In reality, the Irish Times profile does little to interrogate the corrosive impact of Bryson’s regurgitated fundamentalist never-never rhetoric on Irish politics and is even mildly complimentary, portraying him as some sort of bookish strategist and talking up his “clout” without really examining its provenance.
We are told that the teenager Bryson “was precocious, reading books on theology, the Anglo-Irish Agreement, the Belfast Agreement and constitutional law, although he also had time for football and some ‘laddish’ interests.” We even hear how he supposedly takes his lead from Napoleon Bonaparte: “There is a card on his mantelpiece in Bangor with a quote from Napoleon: ‘Take time to deliberate, but when the time for action comes stop thinking and go in.’ It’s a maxim Bryson has diligently followed.”
Stop thinking, indeed.
“I’m a unionist before I’m a democrat… it’s the union at all costs”
Jamie Bryson
In October 2021, broadcaster Stephen Nolan told an exasperated viewer that one of the reasons he persists with platforming Bryson on his BBC radio and television programmes is because Bryson is a participant in “the democratic process”. Mr Nolan may be surprised, then, to learn that Bryson breezily admits to the Irish Times that he would “never” accept the democratic outcome of a border poll in the event that the majority voted for Irish unity. Even DUP stalwart Sammy Wilson has said he’d accept the will of the people in a border poll. We can reasonably ask, which other democratic votes won’t Bryson accept? Why stop at Irish unity?
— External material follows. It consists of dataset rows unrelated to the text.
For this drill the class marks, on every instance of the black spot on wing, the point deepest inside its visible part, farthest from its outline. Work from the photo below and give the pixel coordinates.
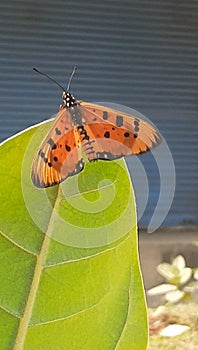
(51, 143)
(107, 134)
(58, 132)
(105, 115)
(119, 120)
(68, 148)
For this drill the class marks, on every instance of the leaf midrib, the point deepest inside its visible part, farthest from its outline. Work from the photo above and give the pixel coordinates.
(41, 257)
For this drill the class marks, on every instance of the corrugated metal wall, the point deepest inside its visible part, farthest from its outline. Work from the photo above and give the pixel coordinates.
(142, 54)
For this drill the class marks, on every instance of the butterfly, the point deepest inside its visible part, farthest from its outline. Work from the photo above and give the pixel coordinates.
(82, 129)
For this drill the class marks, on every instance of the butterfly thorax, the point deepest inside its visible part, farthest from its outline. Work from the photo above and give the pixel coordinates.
(68, 100)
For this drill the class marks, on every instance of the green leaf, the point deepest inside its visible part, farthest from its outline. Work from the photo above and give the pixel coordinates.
(69, 260)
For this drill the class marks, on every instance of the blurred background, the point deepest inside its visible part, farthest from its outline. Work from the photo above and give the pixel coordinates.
(141, 54)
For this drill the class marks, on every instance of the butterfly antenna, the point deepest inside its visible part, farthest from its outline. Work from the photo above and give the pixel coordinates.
(47, 76)
(71, 76)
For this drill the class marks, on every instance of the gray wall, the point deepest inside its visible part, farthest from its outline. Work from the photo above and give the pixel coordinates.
(142, 54)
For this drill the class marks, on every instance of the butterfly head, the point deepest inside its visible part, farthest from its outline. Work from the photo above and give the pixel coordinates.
(68, 100)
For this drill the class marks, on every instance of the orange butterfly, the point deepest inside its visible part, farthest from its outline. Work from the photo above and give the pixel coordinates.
(97, 131)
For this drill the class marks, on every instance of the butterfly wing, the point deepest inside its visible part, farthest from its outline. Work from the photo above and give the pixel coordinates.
(113, 134)
(59, 155)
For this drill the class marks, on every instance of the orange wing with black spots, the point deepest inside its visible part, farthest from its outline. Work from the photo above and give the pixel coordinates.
(114, 134)
(59, 155)
(98, 131)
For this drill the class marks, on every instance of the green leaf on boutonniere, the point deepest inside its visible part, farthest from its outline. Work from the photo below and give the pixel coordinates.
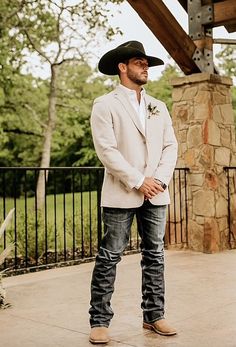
(152, 110)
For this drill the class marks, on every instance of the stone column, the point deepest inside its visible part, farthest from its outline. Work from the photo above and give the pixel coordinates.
(204, 125)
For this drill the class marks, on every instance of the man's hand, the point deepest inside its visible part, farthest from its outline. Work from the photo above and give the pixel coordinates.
(150, 187)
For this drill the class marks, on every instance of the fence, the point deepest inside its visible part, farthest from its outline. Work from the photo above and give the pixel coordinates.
(231, 197)
(67, 228)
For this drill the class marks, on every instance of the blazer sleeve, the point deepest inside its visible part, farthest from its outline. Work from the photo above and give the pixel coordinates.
(106, 146)
(168, 159)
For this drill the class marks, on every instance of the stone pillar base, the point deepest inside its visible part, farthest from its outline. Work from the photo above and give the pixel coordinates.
(204, 125)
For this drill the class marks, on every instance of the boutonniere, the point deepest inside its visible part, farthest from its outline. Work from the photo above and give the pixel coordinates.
(152, 110)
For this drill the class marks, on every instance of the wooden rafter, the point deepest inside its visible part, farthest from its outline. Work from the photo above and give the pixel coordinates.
(224, 13)
(168, 31)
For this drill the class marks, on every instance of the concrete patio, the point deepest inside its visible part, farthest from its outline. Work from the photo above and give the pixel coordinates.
(50, 307)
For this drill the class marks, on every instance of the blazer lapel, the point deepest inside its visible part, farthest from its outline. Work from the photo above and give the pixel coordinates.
(122, 97)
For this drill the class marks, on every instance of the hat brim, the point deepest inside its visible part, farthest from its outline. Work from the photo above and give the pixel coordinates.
(108, 64)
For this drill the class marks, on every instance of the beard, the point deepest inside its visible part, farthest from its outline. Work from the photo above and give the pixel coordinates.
(138, 79)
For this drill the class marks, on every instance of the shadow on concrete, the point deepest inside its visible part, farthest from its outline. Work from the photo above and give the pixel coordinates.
(50, 308)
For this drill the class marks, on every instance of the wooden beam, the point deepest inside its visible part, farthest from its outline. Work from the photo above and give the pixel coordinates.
(168, 31)
(184, 4)
(225, 13)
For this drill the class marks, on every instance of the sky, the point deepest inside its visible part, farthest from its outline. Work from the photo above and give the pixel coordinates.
(134, 28)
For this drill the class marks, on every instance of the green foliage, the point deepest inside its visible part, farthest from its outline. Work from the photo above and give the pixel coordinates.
(72, 140)
(21, 117)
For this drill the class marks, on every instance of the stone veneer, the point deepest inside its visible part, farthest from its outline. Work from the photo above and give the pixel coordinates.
(203, 120)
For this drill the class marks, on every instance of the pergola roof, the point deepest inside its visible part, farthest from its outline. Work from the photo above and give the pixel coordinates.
(193, 51)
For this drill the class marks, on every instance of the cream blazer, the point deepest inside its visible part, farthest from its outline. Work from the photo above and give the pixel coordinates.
(127, 152)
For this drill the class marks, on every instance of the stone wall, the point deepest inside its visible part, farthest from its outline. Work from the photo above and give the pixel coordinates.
(204, 125)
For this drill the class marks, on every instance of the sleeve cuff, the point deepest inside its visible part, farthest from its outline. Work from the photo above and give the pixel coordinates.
(140, 182)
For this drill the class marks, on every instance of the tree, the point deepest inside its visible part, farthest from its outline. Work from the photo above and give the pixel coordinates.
(59, 32)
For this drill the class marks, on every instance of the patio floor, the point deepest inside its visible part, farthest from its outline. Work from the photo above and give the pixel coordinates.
(50, 308)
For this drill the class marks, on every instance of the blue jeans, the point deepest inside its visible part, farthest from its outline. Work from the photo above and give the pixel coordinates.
(151, 222)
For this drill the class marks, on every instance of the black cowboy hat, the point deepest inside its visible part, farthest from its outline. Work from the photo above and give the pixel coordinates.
(108, 63)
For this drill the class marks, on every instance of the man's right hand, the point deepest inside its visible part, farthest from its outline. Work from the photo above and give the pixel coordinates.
(150, 188)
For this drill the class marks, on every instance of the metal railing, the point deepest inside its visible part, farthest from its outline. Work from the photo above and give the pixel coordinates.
(67, 227)
(231, 198)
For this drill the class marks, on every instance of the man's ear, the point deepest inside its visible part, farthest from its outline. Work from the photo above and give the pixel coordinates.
(122, 67)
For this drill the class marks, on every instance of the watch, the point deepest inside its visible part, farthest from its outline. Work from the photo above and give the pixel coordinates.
(162, 184)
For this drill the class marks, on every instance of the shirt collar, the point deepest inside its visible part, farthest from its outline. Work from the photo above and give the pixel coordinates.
(132, 92)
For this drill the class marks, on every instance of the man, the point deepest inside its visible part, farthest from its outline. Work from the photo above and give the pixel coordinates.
(135, 141)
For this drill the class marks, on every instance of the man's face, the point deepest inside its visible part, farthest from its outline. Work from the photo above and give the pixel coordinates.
(137, 70)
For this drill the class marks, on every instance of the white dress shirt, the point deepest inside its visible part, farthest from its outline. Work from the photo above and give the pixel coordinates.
(140, 108)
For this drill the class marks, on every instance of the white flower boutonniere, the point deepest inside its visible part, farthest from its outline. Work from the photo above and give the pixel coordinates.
(152, 110)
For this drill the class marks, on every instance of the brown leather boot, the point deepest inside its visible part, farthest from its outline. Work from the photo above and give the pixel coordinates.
(160, 327)
(99, 335)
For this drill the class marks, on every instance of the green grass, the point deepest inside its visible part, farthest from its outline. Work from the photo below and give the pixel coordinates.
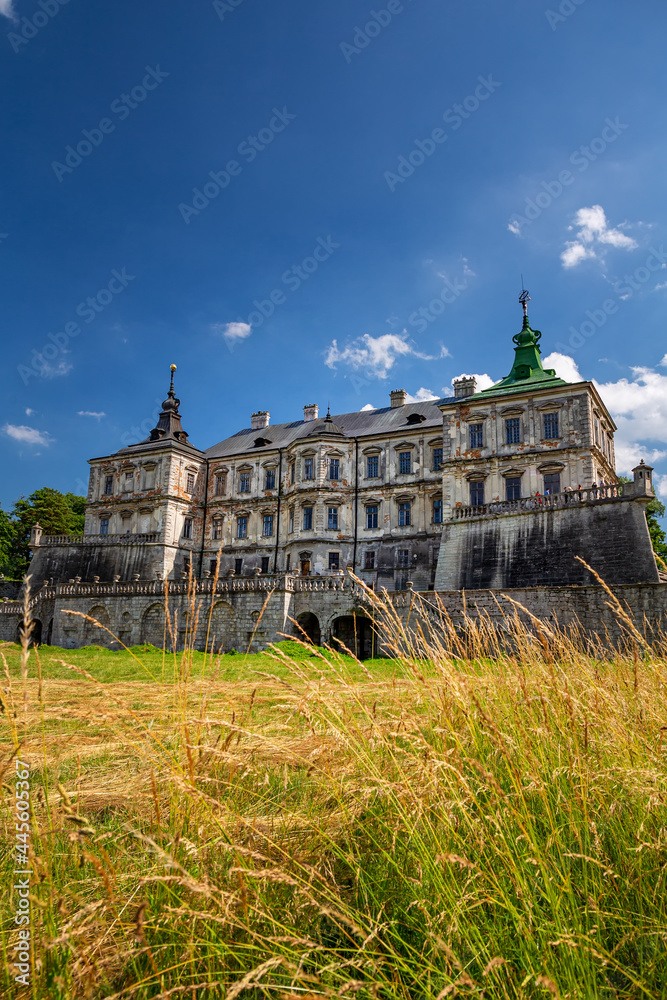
(437, 825)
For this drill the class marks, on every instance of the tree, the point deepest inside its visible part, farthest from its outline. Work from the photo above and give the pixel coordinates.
(654, 510)
(57, 513)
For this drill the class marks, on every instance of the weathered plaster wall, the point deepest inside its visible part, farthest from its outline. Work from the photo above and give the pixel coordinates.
(538, 548)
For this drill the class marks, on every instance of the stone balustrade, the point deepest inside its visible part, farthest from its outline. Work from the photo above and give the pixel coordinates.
(553, 501)
(127, 539)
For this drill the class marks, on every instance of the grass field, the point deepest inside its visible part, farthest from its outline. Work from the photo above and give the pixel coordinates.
(455, 821)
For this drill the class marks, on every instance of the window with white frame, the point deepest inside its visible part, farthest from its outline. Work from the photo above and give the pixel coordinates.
(551, 428)
(405, 462)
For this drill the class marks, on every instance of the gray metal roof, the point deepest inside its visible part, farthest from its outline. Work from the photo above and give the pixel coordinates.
(359, 423)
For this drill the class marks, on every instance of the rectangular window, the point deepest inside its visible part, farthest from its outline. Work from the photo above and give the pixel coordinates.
(513, 430)
(513, 488)
(551, 430)
(552, 482)
(404, 462)
(476, 433)
(477, 493)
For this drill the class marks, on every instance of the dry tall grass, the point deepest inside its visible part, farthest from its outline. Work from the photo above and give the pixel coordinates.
(489, 821)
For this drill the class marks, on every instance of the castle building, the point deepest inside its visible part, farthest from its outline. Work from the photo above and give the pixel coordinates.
(429, 493)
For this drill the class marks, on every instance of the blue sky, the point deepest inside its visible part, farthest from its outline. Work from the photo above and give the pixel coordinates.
(303, 203)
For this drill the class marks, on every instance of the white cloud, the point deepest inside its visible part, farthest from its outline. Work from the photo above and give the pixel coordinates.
(594, 232)
(49, 369)
(566, 367)
(422, 396)
(27, 435)
(376, 355)
(232, 332)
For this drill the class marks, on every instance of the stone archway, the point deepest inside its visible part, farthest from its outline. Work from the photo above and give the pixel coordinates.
(153, 626)
(355, 632)
(308, 622)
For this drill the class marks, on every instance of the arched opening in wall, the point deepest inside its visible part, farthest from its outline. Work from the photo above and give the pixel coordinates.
(33, 631)
(311, 626)
(221, 628)
(153, 627)
(355, 631)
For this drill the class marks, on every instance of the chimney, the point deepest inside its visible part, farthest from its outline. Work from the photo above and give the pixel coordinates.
(464, 386)
(259, 420)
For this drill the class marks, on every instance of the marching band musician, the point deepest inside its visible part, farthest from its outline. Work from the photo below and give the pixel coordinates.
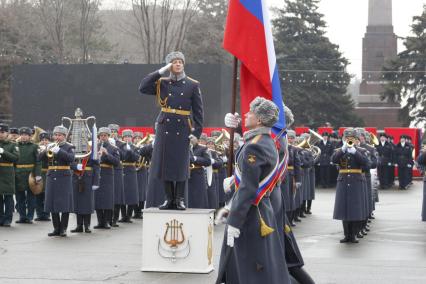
(349, 186)
(118, 176)
(28, 163)
(86, 178)
(216, 164)
(258, 255)
(292, 181)
(180, 99)
(9, 154)
(131, 191)
(197, 185)
(58, 199)
(44, 138)
(109, 157)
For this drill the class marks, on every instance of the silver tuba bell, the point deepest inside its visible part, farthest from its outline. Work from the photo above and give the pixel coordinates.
(79, 134)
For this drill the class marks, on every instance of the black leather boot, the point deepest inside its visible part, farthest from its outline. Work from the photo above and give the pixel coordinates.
(169, 203)
(100, 216)
(55, 221)
(180, 195)
(64, 224)
(107, 219)
(79, 228)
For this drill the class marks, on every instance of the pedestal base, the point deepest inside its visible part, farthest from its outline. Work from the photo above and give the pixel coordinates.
(177, 241)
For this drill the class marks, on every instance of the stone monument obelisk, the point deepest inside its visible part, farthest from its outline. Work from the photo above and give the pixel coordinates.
(378, 46)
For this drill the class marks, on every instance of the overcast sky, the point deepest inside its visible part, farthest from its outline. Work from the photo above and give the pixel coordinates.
(347, 21)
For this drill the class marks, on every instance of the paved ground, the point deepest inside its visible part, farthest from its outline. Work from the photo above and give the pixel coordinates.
(393, 252)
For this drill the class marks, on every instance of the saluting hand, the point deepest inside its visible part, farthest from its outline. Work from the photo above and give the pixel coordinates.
(165, 69)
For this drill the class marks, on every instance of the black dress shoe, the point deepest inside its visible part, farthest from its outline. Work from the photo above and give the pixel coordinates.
(180, 205)
(353, 240)
(138, 216)
(79, 229)
(167, 205)
(344, 240)
(54, 233)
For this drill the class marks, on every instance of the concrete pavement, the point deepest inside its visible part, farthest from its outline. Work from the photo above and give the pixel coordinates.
(393, 252)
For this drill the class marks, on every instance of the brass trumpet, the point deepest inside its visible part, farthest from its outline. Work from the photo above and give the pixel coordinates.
(49, 149)
(350, 141)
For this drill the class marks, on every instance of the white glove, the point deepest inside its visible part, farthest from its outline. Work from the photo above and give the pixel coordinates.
(233, 233)
(56, 149)
(227, 184)
(221, 216)
(164, 69)
(232, 120)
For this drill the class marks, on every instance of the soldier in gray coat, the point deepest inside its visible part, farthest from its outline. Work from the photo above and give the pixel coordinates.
(257, 253)
(181, 115)
(85, 182)
(197, 183)
(292, 181)
(58, 196)
(421, 161)
(350, 196)
(109, 157)
(131, 191)
(118, 176)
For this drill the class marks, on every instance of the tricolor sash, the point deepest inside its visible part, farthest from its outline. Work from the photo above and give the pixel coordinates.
(268, 183)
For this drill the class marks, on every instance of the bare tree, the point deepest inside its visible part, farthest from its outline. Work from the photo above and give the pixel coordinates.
(88, 26)
(161, 25)
(52, 16)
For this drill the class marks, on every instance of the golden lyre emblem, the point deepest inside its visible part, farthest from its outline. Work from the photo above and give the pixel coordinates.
(174, 244)
(174, 236)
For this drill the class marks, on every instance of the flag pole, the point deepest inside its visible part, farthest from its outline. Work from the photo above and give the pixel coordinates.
(233, 110)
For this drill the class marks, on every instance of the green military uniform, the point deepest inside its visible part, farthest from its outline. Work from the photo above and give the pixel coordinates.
(28, 162)
(8, 157)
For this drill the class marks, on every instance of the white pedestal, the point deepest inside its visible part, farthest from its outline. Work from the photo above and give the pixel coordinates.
(177, 241)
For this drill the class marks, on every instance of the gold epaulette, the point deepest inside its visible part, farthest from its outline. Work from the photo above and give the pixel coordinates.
(162, 103)
(193, 80)
(256, 139)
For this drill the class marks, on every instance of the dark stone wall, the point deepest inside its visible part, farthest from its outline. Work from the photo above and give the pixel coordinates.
(42, 94)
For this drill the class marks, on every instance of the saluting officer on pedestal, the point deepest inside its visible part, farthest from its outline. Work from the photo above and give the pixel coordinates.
(181, 115)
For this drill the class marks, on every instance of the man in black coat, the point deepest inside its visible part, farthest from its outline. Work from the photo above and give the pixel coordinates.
(324, 163)
(58, 197)
(181, 116)
(404, 161)
(350, 192)
(385, 162)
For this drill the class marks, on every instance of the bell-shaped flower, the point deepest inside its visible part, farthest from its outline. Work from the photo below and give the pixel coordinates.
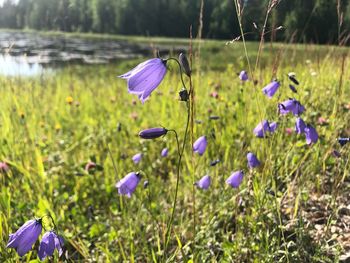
(291, 105)
(200, 145)
(300, 126)
(271, 88)
(49, 243)
(137, 158)
(243, 75)
(252, 160)
(164, 152)
(128, 184)
(263, 127)
(153, 133)
(25, 236)
(145, 77)
(311, 134)
(204, 182)
(235, 179)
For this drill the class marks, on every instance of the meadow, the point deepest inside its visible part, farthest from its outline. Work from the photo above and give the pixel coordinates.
(293, 208)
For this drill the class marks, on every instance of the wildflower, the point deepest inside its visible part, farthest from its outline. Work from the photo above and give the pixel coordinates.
(204, 182)
(89, 166)
(252, 160)
(263, 127)
(311, 134)
(69, 100)
(291, 76)
(200, 145)
(128, 184)
(137, 158)
(48, 243)
(164, 152)
(292, 88)
(4, 168)
(25, 236)
(145, 77)
(343, 141)
(243, 75)
(153, 133)
(291, 105)
(235, 179)
(184, 64)
(271, 88)
(300, 126)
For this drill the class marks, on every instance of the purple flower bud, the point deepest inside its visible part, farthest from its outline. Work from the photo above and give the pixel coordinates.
(299, 126)
(145, 77)
(311, 134)
(128, 184)
(184, 64)
(243, 75)
(137, 158)
(204, 182)
(164, 152)
(252, 160)
(291, 105)
(271, 88)
(200, 145)
(25, 237)
(48, 243)
(343, 141)
(292, 88)
(153, 133)
(235, 179)
(263, 127)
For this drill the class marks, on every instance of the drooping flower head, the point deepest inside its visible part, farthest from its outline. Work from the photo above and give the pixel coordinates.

Bryson’s extreme position in this regard is hardly a revelation, but it’s an important detail that is perhaps not emphasised enough. Last year, when asked on BBC Radio Ulster if he was a democrat, Bryson laughed off the question and said, “of course I’m a democrat, but I’m a unionist before I’m a democrat… it’s the union at all costs.” Can one seriously claim to be a democrat if they freely declare that they would not accept a democratic vote that did not go their way?